Aber nicht alle sehen Dating-Apps wie Tinder durch die rosarote Brille. 23 Prozent der Österreicher*innen finden das Schreiben als zu zeitaufwendig. 18 Prozent fühlen sich bei der Kommunikation auf den Plattformen unsicher. Auf TikTok oder Reddit berichten viele Nutzer*innen von frustrierenden Erfahrungen beim App-Dating. 

Auf der Plattform Reddit gab es auf einen Post mit der Frage „Was sind eure Erfahrungen auf Dating-Apps wie Lovoo oder Tinder?“ fast 100 Antworten. Die Beliebteste: „Männlich, fast keine Matches und ein Date. Über mehrere Jahre hinweg mit verschiedenen Accounts. Selbstwertgefühl nicht mehr vorhanden. Nie wieder meld’ ich mich bei so einem Scheiß an“.

Ein anderer antworte, wohl sarkastisch: „Eigentlich durchwegs positiv. Ich bin mit der Erwartungshaltung reingegangen, absolut nichts rausholen zu können und wurde nicht enttäuscht“. Manche geben sich hoffnungsvoller: „Männlich. Hab 2017 mit Tinder angefangen. Viele Matches hab ich nicht bekommen, aber zu einem Date hab ich's geschafft. Diesen August feiern wir unseren 2. Hochzeitstag.“

Offline-Dating ist cooler Trend

Die Nutzungszahlen von Dating-Apps stagnieren, die von Tinder sind sogar leicht rückläufig. Stattdessen erleben Formen des Offline-Datings jetzt eine Art Revival. Neue Speed-Dating-Initiativen wenden sich explizit an junge Menschen. "wemetirl" („Wir trafen uns im realen Leben“) ist z.B. eine hippe Event-Serie für Menschen im Alter von 25 bis 35 in New York City. In anderen US-Städten gibt es vergleichbare Events.

Oftmals geht es um mehr als nur das Kennenlernen. Bei der Veranstaltungsreihe „The Feels“, die in mehreren Städten angeboten wird, treffen sich Leute bei einer Dating-Veranstaltung zum gemeinsamen Meditieren. Sie lernen positive Psychologie und werden in gewaltfreier Kommunikation geschult. Fotos von der Veranstaltung zeigen die Singles im Kreis liegend, während sie gemeinsam zu isländischer Instrumentalmusik entspannen.
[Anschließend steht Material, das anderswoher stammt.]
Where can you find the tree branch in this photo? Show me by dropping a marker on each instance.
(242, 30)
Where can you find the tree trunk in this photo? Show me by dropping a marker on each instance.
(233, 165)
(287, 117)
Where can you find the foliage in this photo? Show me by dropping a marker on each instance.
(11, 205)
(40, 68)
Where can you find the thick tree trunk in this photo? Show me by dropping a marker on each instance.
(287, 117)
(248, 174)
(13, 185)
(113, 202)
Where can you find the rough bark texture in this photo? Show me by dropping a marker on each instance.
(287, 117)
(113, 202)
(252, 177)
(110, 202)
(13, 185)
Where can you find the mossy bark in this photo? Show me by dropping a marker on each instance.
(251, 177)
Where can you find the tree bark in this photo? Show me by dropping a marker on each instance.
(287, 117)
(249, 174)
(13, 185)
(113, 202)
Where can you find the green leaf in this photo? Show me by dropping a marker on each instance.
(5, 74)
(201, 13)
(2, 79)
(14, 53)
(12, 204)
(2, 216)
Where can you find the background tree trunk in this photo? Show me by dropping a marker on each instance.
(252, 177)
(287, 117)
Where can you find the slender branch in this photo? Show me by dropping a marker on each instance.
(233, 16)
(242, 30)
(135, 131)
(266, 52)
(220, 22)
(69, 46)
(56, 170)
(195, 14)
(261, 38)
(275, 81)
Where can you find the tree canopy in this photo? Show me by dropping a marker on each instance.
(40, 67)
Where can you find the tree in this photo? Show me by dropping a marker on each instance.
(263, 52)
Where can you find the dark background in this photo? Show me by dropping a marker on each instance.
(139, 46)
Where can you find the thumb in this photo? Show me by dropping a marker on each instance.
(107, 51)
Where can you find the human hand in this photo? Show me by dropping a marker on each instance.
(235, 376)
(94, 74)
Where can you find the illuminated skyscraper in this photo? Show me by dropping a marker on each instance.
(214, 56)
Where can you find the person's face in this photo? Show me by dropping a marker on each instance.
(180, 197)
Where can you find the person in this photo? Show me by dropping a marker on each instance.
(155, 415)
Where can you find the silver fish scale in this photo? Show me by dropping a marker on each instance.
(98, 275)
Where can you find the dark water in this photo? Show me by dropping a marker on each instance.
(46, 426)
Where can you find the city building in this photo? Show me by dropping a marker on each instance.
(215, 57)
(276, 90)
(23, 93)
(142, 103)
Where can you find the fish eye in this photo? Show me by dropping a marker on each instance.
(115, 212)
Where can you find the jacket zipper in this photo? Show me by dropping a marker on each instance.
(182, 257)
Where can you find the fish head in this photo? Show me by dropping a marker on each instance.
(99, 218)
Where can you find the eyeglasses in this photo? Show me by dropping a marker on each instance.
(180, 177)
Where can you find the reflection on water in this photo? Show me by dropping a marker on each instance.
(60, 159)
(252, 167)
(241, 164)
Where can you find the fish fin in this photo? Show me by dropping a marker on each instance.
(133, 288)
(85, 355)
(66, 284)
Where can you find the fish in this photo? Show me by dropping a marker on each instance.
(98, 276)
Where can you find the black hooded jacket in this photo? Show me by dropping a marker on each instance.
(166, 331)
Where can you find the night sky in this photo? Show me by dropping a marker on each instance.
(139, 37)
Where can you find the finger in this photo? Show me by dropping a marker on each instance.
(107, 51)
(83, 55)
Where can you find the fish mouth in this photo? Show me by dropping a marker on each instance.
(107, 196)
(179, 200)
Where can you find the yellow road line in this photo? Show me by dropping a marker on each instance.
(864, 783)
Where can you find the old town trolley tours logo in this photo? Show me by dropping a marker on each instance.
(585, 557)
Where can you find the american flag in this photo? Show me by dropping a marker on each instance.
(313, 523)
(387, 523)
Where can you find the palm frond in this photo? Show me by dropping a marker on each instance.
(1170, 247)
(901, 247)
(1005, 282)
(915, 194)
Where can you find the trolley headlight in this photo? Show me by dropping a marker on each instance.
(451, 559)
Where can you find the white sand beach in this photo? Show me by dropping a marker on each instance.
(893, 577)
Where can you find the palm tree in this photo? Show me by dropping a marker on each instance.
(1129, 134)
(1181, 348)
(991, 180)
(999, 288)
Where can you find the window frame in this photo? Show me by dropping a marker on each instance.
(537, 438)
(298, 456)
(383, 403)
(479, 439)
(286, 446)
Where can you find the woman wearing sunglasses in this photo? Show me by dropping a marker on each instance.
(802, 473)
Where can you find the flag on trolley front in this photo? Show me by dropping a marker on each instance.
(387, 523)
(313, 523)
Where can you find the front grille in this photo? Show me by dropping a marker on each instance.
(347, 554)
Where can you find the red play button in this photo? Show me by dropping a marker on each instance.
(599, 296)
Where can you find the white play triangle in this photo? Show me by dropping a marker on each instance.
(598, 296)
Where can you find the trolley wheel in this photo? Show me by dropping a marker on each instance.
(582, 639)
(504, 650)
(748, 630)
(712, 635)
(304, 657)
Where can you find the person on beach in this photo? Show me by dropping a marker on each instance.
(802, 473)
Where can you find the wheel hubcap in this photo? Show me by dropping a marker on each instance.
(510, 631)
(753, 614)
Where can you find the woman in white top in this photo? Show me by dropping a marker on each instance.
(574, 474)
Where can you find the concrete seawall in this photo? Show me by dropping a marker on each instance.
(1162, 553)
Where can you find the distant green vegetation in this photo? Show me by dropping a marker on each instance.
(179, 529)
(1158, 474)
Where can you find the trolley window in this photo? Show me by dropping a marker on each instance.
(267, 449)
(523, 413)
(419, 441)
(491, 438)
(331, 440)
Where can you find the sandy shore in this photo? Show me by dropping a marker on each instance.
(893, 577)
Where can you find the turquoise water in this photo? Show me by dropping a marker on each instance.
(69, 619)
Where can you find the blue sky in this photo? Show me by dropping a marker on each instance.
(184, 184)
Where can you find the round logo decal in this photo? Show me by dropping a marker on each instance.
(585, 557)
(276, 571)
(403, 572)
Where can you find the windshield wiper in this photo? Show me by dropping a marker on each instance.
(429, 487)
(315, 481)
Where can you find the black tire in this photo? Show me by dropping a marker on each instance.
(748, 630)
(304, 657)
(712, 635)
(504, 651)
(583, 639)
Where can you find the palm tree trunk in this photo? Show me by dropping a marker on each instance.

Dadurch soll laut den Veranstalter*innen Intimität hergestellt werden.

Dating in Virtual Reality

Ist das App-Dating vielleicht ein Ding der Vergangenheit? Die Anbieter von Dating-Apps setzten jetzt jedenfalls auf Innovation statt Resignation, teils mit skurrilen Ideen. Ein Stichwort ist Virtual Reality: Menschen, die Foto-Dating als zu oberflächlich empfinden, sollen sich etwa hinter einem Avatar versteckt im Metaverse treffen können. Das bietet z.B. die App Flirtual an: Hier matcht man auf Basis von Interessen und einer Bio und trifft sich dann in einer VR-Umgebung seiner Wahl. 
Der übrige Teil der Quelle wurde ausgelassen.